‘Swiss Army Man’ Reviews Range From ‘Miracle’ to ‘Ridiculously Infantile’ Among Split Critics

The Daniels’ “farting corpse movie” starring Paul Dano and Daniel Radcliffe has a “rare degree of go-for-broke weirdness, and not in a good way,” one critic says

swiss army man dano radcliffe

By the time directors Daniel Kwan and Daniel Scheinert (a.k.a. the Daniels) departed from this year’s Sundance with the Best Directing jury prize for their work on “Swiss Army Man,” they had left everyone who had seen their film strongly split on what exactly they had just witnessed. Some people walked out of the premiere screening, while others praised it as the most original film in years.

Now, as “Swiss Army Man” gets its nationwide release this weekend, it seems that critics are just as divided over this strange film as the Sundance crowd. “Swiss Army Man” currently has a 64 percent rating on Rotten Tomatoes, and the reviews that have come in following its limited release range from effusive praise for its bold premise and themes, to disgust at its juvenile, gross-out humor.

The film follows Hank (Paul Dano), a man stuck on a deserted island who discovers a talking corpse called Manny (Daniel Radcliffe). It turns out that Manny can be used as a fart-powered jet ski, a tree-chopping ax, a fire-starter and a grappling hook. As the two make their way to civilization, they begin meditating on a variety of topics as Hank helps Manny relearn how to be human.
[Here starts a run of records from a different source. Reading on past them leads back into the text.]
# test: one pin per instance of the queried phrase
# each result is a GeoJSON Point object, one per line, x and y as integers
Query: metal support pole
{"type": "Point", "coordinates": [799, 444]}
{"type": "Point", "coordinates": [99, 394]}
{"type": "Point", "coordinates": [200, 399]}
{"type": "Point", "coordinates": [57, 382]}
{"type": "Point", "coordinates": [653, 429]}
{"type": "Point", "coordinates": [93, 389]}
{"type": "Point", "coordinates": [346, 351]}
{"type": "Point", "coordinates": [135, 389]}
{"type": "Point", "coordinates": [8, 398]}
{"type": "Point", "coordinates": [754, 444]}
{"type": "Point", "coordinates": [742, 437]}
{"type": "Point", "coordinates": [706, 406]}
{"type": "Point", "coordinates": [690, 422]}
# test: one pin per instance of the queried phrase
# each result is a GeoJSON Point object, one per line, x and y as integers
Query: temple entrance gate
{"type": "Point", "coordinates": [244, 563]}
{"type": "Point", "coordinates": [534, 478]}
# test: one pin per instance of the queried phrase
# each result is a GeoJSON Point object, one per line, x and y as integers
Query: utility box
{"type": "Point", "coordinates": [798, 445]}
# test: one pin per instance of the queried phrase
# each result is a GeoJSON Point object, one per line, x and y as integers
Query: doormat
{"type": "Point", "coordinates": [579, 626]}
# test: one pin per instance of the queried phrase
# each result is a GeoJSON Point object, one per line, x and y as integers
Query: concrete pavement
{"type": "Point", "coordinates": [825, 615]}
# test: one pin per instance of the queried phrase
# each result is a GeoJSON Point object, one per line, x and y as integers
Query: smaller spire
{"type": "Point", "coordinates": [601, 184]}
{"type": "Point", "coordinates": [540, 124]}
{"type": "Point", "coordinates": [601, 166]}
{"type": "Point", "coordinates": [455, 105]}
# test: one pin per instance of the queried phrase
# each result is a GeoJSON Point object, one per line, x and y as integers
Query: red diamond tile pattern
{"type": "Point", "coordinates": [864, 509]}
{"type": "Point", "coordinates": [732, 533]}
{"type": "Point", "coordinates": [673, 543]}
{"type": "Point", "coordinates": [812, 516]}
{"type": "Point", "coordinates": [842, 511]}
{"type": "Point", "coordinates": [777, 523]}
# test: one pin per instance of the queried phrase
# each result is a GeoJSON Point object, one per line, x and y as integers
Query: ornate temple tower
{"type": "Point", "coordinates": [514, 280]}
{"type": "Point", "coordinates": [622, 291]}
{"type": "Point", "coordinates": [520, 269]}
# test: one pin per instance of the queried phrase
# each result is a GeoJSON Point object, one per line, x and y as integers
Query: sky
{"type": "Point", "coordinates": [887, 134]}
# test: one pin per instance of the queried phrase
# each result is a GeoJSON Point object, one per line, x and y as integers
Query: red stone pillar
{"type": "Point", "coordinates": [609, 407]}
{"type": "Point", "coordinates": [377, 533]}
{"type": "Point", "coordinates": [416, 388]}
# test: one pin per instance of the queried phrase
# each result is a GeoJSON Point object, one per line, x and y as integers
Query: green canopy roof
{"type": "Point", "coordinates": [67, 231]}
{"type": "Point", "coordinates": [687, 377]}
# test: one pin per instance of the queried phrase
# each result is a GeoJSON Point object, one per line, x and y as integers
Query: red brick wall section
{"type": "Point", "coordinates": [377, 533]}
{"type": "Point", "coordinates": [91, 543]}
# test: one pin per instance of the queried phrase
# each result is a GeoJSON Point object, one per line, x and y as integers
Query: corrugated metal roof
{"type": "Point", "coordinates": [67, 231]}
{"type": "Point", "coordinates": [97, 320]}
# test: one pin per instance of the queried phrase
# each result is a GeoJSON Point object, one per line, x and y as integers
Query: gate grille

For TheWrap critic Dave White, the deeper themes felt like a mess: “… it’s unclear what Daniels want to say about Hank’s plight, so they fumble his sadness with overly familiar indie-film oddballery,” he wrote. “A too-precious folk soundtrack by Manchester Orchestra; a script that stuffs its last half with post-adolescent insights about people needing to keep it real and be honest with their feelings; made-up songs that describe the action taking place on screen: it’s magical flatulence cuteness overdrive.”

But for other critics, Daniels’ eccentric approach to filmmaking is pure genius. Here’s some more of the varied reactions “Swiss Army Man” is getting.

Devin Faraci, Birth.Movies.Death.
“This is, without a doubt, the best film of the year so far. It’s a movie that is a miracle, a movie that’s weird and unique and stupid and smart and somehow never becomes annoying or trite. It’s a movie with real vision behind it, a movie starring two great actors truly allowing themselves to be raw and strange, a movie that is willing to alienate as it seeks understanding and common ground. It’s a beautiful work of truth, and I think it gets just about as close to the meaning of life as any film ever might.”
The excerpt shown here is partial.